2 min

Complainant alleges he had oral sex with Brent Hawkes as a teenager

‘It was a shameful secret I kept hidden,’ he tells court

Crown attorney Robert Morrison talks to reporters after the second day of the Brent Hawkes trial in Kentville, Nova Scotia. Credit: Matthew DiMera/Daily Xtra

The alleged victim took the stand in the Brent Hawkes sexual assault trial today, breaking down with emotion several times through his day-long testimony.

Hawkes, a longtime leader of Toronto’s gay community and recipient of the Order of Canada, is facing one charge of indecent assault and one of an act of gross indecency for incidents that allegedly took place in 1974 or 1975 in Kings County, NS, where he taught high school before moving to Toronto.
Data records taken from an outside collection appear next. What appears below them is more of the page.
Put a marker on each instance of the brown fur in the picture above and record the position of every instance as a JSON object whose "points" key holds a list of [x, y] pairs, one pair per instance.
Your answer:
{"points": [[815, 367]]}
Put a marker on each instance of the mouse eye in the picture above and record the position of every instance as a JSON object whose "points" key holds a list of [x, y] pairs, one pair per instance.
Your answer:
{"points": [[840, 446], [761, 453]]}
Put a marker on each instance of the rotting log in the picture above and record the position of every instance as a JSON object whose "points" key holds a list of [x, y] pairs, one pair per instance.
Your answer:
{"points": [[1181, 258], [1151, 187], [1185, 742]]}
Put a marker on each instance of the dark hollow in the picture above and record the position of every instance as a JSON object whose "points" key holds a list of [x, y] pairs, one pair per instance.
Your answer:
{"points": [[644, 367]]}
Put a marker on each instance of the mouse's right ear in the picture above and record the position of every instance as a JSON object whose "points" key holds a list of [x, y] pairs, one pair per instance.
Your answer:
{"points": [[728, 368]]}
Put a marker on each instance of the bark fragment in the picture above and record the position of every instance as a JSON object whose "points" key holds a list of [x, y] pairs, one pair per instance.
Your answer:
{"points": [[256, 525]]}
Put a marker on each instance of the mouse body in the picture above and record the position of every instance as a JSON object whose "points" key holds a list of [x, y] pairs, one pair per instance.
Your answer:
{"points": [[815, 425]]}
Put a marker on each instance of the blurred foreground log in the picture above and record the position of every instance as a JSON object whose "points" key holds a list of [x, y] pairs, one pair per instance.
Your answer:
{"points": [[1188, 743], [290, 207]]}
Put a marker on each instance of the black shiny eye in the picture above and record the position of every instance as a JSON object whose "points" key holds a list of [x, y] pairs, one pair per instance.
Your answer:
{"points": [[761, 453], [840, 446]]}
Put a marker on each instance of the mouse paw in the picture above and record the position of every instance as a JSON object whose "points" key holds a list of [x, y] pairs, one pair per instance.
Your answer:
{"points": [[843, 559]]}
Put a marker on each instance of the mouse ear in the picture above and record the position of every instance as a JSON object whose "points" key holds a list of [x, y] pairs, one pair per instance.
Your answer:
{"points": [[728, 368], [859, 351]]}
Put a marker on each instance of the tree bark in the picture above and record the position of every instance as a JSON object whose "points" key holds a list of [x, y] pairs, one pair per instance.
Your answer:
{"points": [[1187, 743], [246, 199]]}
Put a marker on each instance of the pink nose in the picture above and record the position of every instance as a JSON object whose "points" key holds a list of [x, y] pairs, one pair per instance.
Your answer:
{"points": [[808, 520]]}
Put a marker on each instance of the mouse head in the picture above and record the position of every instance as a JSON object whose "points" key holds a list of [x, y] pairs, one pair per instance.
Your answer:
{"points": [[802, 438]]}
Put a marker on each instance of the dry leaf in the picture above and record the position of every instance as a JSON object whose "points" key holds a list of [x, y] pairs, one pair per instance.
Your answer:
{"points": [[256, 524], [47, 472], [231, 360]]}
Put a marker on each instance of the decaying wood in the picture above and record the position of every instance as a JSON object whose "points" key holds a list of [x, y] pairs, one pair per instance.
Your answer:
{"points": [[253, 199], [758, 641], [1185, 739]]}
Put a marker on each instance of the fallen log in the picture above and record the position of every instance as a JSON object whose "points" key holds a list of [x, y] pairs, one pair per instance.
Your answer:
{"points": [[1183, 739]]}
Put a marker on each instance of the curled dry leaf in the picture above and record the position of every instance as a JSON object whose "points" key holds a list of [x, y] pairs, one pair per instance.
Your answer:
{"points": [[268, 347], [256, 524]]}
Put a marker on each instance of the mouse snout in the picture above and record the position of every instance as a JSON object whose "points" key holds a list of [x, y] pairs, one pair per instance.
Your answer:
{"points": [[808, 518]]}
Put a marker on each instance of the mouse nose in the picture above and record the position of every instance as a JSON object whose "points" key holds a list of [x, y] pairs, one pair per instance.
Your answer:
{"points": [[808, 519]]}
The alleged victim, whose identity is protected by a publication ban because he was about 16 at the time, told the court that he and two friends were playing a drinking game at Hawkes’ trailer in the mid-’70s, when Hawkes suggested that they play a strip drinking game instead.

He testified that he was heavily intoxicated and naked when Hawkes took him to the trailer’s bedroom. He couldn’t recall how much he drank that night.

“I remember barely being able to stand up,” said the man.

He said that Hawkes told him he was beautiful and had a body like a Greek god, and that Hawkes wanted to take him to Provincetown because “all the other faggots there will be jealous.”

“I remember his hands on my body. I remember him biting me, kissing, sticking his tongue in my mouth, his stubble on my cheek, the stench of his body, the weight of his body,” the man testified, at times crying into his hands.

He said that Hawkes performed oral sex on him until he came, and that he sucked him so hard that it hurt. He alleged that he was then forced to fellate Hawkes.

“He thrust his penis in and out of my mouth until he came; he pulled his penis out and ejaculated on my shoulder. I remember the sensation, it was burning hot. He laughed and said ‘at least I didn’t come in your mouth.’ ”

The complainant said he has no memory of how long he stayed in Hawkes’ trailer or how he got home that night. He said he never discussed the events of the night with his friends.

“It was a shameful secret I kept hidden,” he said. He said that later when he told his parents they didn’t believe him. He said his mother told him not to make up stories, while his father told him that Hawkes was different but not gay.

“It was like someone stabbed a knife in my heart, because the people I told, the people I trusted the most, dismissed it,” the witness said. “I buried it for so long. Carrying this shit for 40 years hurts.”

The man said he has forgiven Hawkes. “I’ll never forget his actions, nor will I forgive his actions, but I forgive him. And most importantly I forgive myself. It took a long time, to learn how to do that, to learn how to say that.”

The witness says he applauds Hawkes for the work he has done on behalf of the LGBT community. “But this isn’t about what he’s done since then, it’s about what he did in 1975.”

The man testified that he eventually told two counsellors about the alleged sexual assault in 2004. He later sought help from a sexual assault survivors group in 2013 and then eventually told his story to the police.

None of the allegations has been proven in court.

Defence lawyer Clayton Ruby spent most of the day questioning the reliability and clarity of the witness’ memory. He asked about his drug and alcohol use since the 1970s. Ruby later asked if the witness had outside help when writing his statement of what he alleges happened in Hawkes’ trailer.

When the charges against Hawkes were filed in December 2015, his supporters argued that gross indecency is an inherently homophobic charge that should no longer be used by prosecutors.

The trial continues Thursday, Nov 17, 2016.